Quasi un milione di ettari sono stati protetti dal governo brasiliano in un’area non
troppo a rischio della foresta amazzonica. I due parchi si trovano
nella municipalità di Maués, nello stato di Amazonas.
Il parco di Parauarí copre una superficie di 472mila ettari,
mentre quello di Urupadí ne protegge 480mila.
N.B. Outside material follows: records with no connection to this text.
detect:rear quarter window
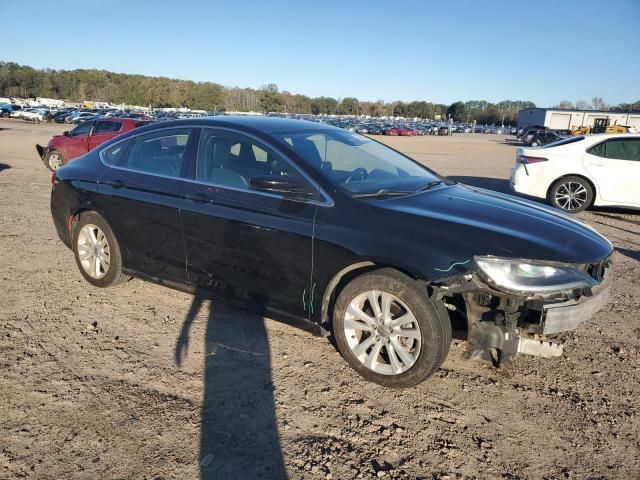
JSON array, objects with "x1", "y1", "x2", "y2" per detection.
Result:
[{"x1": 100, "y1": 139, "x2": 131, "y2": 167}]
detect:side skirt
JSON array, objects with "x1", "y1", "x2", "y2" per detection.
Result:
[{"x1": 122, "y1": 268, "x2": 330, "y2": 337}]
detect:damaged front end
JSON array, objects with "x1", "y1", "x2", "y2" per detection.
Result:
[{"x1": 437, "y1": 256, "x2": 612, "y2": 366}]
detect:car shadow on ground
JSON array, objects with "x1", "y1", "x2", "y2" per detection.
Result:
[{"x1": 175, "y1": 296, "x2": 287, "y2": 480}]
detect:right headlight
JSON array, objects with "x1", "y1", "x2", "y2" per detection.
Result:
[{"x1": 475, "y1": 257, "x2": 598, "y2": 293}]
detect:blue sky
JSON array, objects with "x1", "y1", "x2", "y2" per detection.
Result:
[{"x1": 0, "y1": 0, "x2": 640, "y2": 106}]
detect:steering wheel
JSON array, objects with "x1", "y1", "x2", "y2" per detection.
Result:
[{"x1": 344, "y1": 167, "x2": 369, "y2": 183}]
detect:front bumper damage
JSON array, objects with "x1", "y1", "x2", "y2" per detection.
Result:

Anche se l’area protetta è distante dalle zone
più a rischio deforestazione, si tratta comunque di un passo
importante perché mette al riparo da eventuali forme di
sfruttamento una regione che ospita un tasso di biodiversità
molto alto e che finora non aveva uno status legale definito.
Sempre secondo il governo guidato dalla presidente Dilma
Rousseff, in Brasile
ci sono ancora 59 milioni di ettari di terreno senza alcuno status
giuridico, di questi 39 milioni sono coperti da foreste. Parte dei
ministri spinge per ridurre ulteriormente la deforestazione,
già
in calo negli ultimi anni, e migliorare i criteri di
sfruttamento del suolo. I proprietari di terreni oggi sono
obbligati a registrare le proprietà se vogliono ricevere
aiuti economici dalle banche statali. In questo modo il governo
pensa di avere maggiore controllo e di poter identificare
chiaramente le aree soggette a deforestazione illegale, anche
utilizzando sistemi di monitoraggio satellitari.
Dal 2000 il Brasile
ha aumentato la rete di aree protette, soprattutto nello stato di
Amazonas. Oggi circa 2,2 milioni di chilometri quadrati di
Amazzonia sono in qualche modo protetti, la metà è
popolata dalle tribù indigene. Cifre che fanno del paese
sudamericano quello con la più vasta superficie di terra
protetta al mondo.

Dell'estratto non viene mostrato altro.